Support new parameter includeHistoricalMetadata for queryTableChange RPC #214

linzhou-db · 2022-11-14T21:45:24Z

A couple changes:

Support new parameter includeHistoricalMetadata for queryTableChanges.
Update the way SparkStructuredStreaming is put in user agent header.
Added two more tests on service side to verify additional metadata is only returned for queryTableChanges from spark streaming.
Update to real id in DeltaSharingRestClientSuite.scala

zsxwing · 2022-11-15T18:26:22Z

Any reason you need to change these ids? They should be deterministic?

linzhou-db · 2022-11-15T18:41:24Z

Any reason you need to change these ids? They should be deterministic?

Not often, it's just during streaming development, I wanna change the table properties of one table that's already in test, instead of creating another one. And then broke the test, which makes me wonder the id doesn't "have to" be fixed, we are more testing the e2e workflow and functionality.
I'm ok either way. If you prefer keeping the ids, I'll just fix that single test, and revert other changes in the PR.

chakankardb · 2022-11-15T23:59:09Z

I don't have a strong opinion... ok with what you and Ryan decide.

zhuansunxt · 2022-11-16T00:35:11Z

I agree with Ryan that ID should be deterministic. If we need a table with different config we should just create a new one for testing.

linzhou-db · 2022-11-16T01:35:59Z

I reverted the id changes, just fixing the failed tests.
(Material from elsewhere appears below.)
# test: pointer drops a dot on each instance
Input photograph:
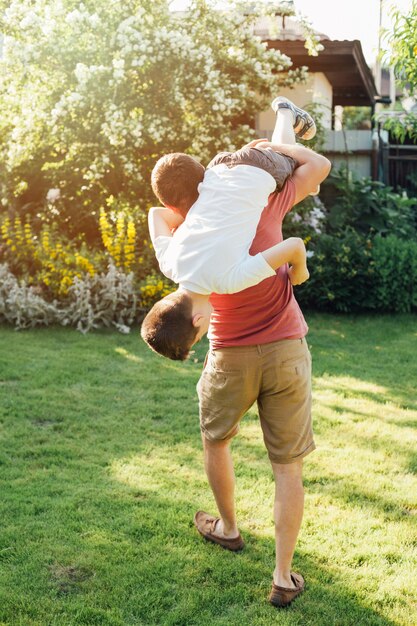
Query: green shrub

linzhou-db · 2022-11-16T08:02:26Z

Hi all,
This change now is less about "id" in test, but more about streaming logic change. Will look forward more for approval from @chakankardb

spark/src/test/scala/io/delta/sharing/spark/TestDeltaSharingClient.scala

spark/src/test/scala/io/delta/sharing/spark/RemoteDeltaLogSuite.scala

zsxwing · 2022-11-16T18:21:56Z

server/src/test/scala/io/delta/sharing/server/DeltaSharingServiceSuite.scala

    val connection = new URL(url).openConnection().asInstanceOf[HttpsURLConnection]
    connection.setRequestProperty("Authorization", s"Bearer ${TestResource.testAuthorizationToken}")
+    if (isStreamingQuery) {
+      connection.setRequestProperty("User-Agent", "SparkStructuredStreaming")
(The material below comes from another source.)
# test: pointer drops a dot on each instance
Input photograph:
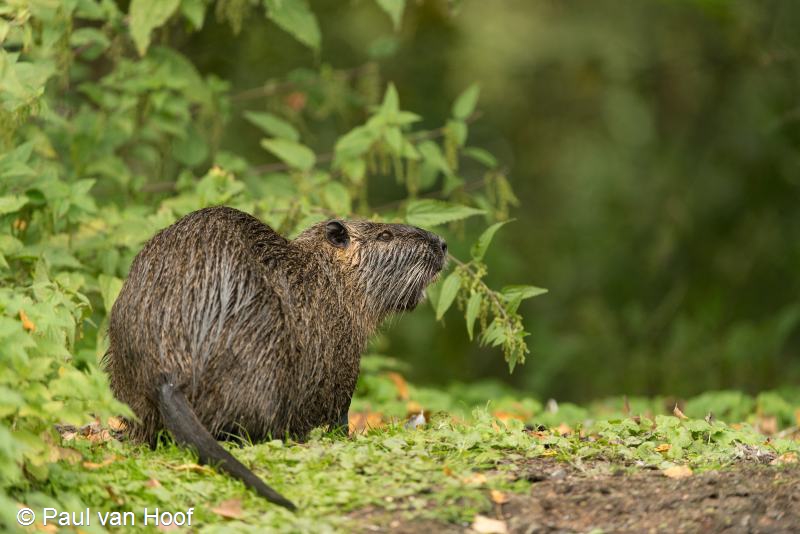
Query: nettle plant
(109, 133)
What is this for? Why does the server need to know about the purpose of the client?

For the server to have different behavior based on the client(i.e., return metadata for queryTableChanges), in order to not break old client.

@chakankardb Had a discussion with Ryan, it's not a good idea to leverage user-agent for different server behavior on RPC request, I'll add a parameter such as 'returnMetadata' for queryTableChanges, and update both Databricks and OSS server/client.
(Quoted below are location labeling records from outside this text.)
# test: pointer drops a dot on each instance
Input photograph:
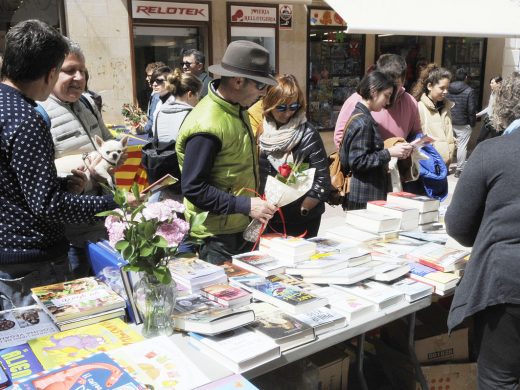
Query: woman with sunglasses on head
(362, 151)
(288, 137)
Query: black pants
(220, 248)
(497, 339)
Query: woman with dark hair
(487, 130)
(362, 151)
(286, 136)
(484, 213)
(435, 110)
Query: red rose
(285, 170)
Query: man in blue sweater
(34, 203)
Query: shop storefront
(336, 65)
(161, 31)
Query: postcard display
(336, 65)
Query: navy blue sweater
(33, 203)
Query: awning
(461, 18)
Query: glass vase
(155, 302)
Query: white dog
(107, 155)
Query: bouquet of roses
(134, 117)
(292, 181)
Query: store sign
(171, 11)
(244, 14)
(285, 13)
(324, 17)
user-agent can still be used for usage tracking, and gate DFF (as it will be removed eventually).

I'll update this PR and send it later.

@zsxwing Can you provide the reasoning here (for documentation)?

User-Agent is usually informational and it's weird to use it as a parameter to request different results. In addition, SparkStructuredStreaming is a special system, but our network protocol should be designed for all systems.

Another point Ryan mentioned is that for column mapping, we may also need to pass metadata to client to render dataframe correctly, which is not a streaming only use case.

… SC-115797

linzhou-db · 2022-11-17T19:22:15Z

The PR is updated with what we discussed, please review again, thanks!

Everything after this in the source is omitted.